PMC · DOI: 10.1093/geroni/igaf122.2213 · Innovation in Aging · 2025-12-31

## TL;DR

This paper reviews how therapist ageism may negatively impact older adults' mental health therapy outcomes and relationships.

## Contribution

The study systematically reviews existing literature to highlight how therapist ageism affects therapy for older adults.

## Key findings

- Therapists with ageist beliefs are less willing to treat older adults.
- Ageist therapists may offer less effective therapies and expect poorer outcomes.
- Older adults report worse relationships with ageist therapists.

## Abstract

Ageism has profound effects on the mental health of older adults. Further, psychotherapists are not immune to holding ageist beliefs and ageism in therapists may affect older adults’ therapy outcomes. Data selection included searches (using key words e.g. “ageism,” “aging,” “age stereotype,” “older adult,” “access,” “therapeutic alliance,” “prognosis,” and “therapy outcome”) across Google Scholar and PsycInfo from 2000 on and yielded 15 studies about older adults’ experience of ageism, therapists’ attitudes toward treating older adults, and therapists’ expectations about therapy with older adults. Analogue studies of psychotherapists indicated that they were less willing to treat older adults. Analogue and survey studies of therapist biases and rapport suggested that psychotherapists who held stereotypical attitudes were less willing to work with the subjects of their beliefs and had worse expectations for the therapeutic alliance, while the patients reported poorer working relationships with these therapists. Analogue studies of therapists revealed that they treated older adults differently by offering dissimilar, potentially less effective therapies and expected poorer prognoses and outcomes.

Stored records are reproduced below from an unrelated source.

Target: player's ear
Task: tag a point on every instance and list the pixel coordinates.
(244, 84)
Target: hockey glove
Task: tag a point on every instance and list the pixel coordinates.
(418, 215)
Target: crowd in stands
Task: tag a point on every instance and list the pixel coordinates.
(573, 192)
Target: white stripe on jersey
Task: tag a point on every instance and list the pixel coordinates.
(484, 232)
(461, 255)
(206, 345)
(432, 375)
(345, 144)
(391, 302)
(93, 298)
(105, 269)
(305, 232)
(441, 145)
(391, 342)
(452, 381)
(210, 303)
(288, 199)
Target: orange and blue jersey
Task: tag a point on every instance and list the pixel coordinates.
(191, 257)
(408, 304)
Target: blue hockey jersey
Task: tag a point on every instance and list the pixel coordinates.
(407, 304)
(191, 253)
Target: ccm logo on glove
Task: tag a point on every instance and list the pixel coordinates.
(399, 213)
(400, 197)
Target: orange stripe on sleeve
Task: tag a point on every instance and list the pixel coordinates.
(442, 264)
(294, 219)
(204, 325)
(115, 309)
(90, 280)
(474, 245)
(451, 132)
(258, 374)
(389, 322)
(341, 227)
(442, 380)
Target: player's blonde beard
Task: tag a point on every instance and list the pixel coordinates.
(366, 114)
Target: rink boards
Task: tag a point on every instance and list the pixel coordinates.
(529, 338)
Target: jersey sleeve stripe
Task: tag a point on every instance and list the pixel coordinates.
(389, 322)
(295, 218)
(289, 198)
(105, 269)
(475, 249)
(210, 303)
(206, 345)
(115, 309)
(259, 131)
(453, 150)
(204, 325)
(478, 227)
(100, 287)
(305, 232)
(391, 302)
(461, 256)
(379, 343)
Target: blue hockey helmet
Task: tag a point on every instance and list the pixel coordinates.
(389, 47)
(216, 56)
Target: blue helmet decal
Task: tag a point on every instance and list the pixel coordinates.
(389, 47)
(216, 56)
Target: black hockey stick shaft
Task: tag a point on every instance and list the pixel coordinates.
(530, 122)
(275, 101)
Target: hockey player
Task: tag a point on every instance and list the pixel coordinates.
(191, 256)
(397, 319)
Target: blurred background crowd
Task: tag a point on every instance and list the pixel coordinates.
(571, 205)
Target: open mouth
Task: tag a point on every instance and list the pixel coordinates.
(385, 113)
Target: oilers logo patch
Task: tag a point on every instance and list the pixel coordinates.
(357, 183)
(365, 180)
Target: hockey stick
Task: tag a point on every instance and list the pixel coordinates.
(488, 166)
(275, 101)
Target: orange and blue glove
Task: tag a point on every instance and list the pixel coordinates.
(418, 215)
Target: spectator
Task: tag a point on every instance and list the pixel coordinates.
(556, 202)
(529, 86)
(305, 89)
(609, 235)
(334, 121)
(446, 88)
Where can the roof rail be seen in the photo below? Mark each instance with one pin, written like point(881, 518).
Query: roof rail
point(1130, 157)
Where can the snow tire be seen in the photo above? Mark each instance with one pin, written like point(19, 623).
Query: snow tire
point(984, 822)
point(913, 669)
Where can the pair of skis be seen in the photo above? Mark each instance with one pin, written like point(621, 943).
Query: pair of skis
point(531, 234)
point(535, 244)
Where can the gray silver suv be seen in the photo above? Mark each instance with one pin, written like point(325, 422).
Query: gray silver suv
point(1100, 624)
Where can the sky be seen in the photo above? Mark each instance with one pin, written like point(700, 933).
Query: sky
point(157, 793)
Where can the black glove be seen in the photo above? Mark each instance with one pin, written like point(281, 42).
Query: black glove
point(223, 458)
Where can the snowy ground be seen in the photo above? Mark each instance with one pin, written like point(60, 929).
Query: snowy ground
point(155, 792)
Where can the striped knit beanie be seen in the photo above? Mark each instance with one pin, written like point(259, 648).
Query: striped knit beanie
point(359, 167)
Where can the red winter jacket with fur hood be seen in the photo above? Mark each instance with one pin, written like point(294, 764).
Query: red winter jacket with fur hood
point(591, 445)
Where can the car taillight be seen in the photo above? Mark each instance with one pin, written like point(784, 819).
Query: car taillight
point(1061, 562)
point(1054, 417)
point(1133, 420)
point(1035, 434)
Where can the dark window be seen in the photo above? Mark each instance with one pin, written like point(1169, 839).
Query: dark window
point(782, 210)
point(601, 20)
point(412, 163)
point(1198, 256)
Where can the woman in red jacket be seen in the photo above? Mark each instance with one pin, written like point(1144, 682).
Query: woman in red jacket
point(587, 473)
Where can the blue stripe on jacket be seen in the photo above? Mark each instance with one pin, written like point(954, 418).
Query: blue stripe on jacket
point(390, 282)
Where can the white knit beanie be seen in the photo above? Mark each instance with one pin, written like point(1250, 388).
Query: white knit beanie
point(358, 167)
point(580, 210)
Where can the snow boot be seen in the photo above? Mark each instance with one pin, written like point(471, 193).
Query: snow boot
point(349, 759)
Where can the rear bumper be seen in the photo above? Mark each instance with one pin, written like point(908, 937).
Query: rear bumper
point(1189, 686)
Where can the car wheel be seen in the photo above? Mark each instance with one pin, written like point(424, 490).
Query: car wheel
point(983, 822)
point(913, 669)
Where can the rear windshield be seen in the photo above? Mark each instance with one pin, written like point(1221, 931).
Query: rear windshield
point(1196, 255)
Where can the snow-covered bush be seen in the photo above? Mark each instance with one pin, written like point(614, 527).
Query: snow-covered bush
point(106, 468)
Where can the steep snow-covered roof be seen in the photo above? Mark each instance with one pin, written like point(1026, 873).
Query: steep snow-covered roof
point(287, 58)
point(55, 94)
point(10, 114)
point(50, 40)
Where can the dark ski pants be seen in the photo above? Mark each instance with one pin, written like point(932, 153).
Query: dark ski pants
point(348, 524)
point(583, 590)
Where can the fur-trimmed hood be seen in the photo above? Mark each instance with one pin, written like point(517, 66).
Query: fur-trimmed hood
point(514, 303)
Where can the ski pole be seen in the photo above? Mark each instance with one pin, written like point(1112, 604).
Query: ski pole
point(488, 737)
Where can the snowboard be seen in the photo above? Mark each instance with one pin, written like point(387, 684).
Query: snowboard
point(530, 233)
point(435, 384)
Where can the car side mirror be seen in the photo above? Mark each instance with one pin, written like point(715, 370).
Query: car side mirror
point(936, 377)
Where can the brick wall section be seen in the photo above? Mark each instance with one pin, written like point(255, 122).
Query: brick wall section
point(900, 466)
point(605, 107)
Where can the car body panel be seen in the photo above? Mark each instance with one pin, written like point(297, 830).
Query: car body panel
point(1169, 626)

A major limitation is that analogue studies may not accurately predict attitudes and behaviors in the real world. In conclusion, ageism in therapists may negatively affect older adults’ access to therapy, therapists’ alliances with older adult patients, the type and quality of therapy therapists offer older adults, and therapists’ expectations of older adults’ prognoses and outcomes.